Rust Types: Arc

This chapter is for Arc<T> as a Rust type in its own right.

Arc<T> means atomic reference-counted shared ownership. It lets multiple owners hold the same value safely across threads.

The Core Idea

A clean way to say it is:

Arc<T> gives shared ownership with thread-safe reference counting.

Example:

#![allow(unused)]
fn main() {
use std::sync::Arc;

let config: Arc<String> = Arc::new("shared".to_string());
let config2 = Arc::clone(&config);
}

Here:

both bindings point to the same underlying allocation
Arc::clone(&config) does not clone the inner String
it only increments the atomic reference count

Why `Arc<T>` Exists

Technically, Arc<T> can do everything Rc<T> can do. If you replaced Rc<T> with Arc<T>, the program could still be correct.

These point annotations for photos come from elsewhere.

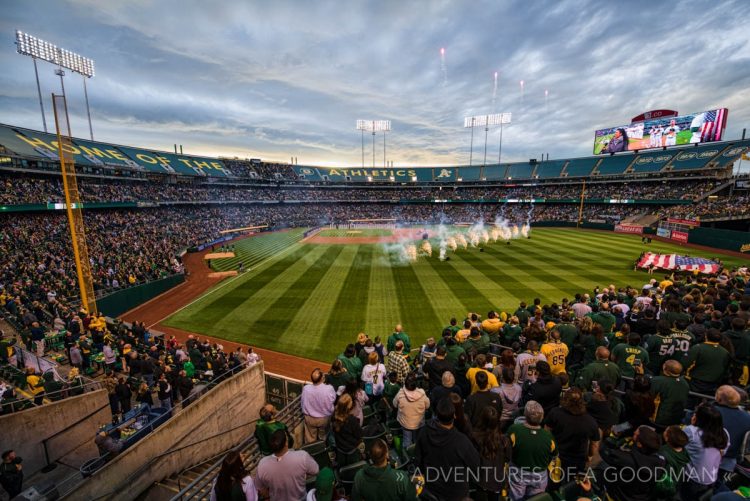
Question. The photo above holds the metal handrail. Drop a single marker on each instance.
(289, 415)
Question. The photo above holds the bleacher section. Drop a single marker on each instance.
(614, 164)
(520, 171)
(651, 162)
(580, 166)
(550, 169)
(31, 145)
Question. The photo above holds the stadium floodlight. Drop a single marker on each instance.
(36, 48)
(485, 121)
(373, 126)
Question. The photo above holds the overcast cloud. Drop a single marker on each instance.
(274, 79)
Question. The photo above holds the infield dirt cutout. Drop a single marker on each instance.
(397, 235)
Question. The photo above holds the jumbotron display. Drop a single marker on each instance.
(702, 127)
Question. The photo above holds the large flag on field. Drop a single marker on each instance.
(677, 262)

The reason Rust still has both is:

Rc<T> is cheaper for single-threaded shared ownership
Arc<T> pays an atomic coordination cost so it is safe across threads

Interview-safe summary:

Rc<T> and Arc<T> both model shared ownership. Rc<T> is the cheaper single-threaded form. Arc<T> is the thread-safe form and pays the atomic cost for that guarantee.

`Rc<T>` vs `Arc<T>`

`Rc<T>`

Use Rc<T> when:

the data never leaves one thread
you want the lightest shared ownership form
the type should clearly be thread-local

`Arc<T>`

Use Arc<T> when:

multiple threads need shared ownership
the data may cross thread boundaries
the type must participate in thread-safe sharing

A compact comparison:

Rc<T>: faster, single-thread only
Arc<T>: slower, cross-thread safe

`Arc<T>` Alone vs `Arc<Mutex<T>>`

Arc<T> by itself is for shared ownership. It does not automatically mean shared mutation.

Example:

#![allow(unused)]
fn main() {
use std::sync::Arc;

let table: Arc<Vec<i32>> = Arc::new(vec![1, 2, 3]);
}

This is good when multiple threads only need to read shared data.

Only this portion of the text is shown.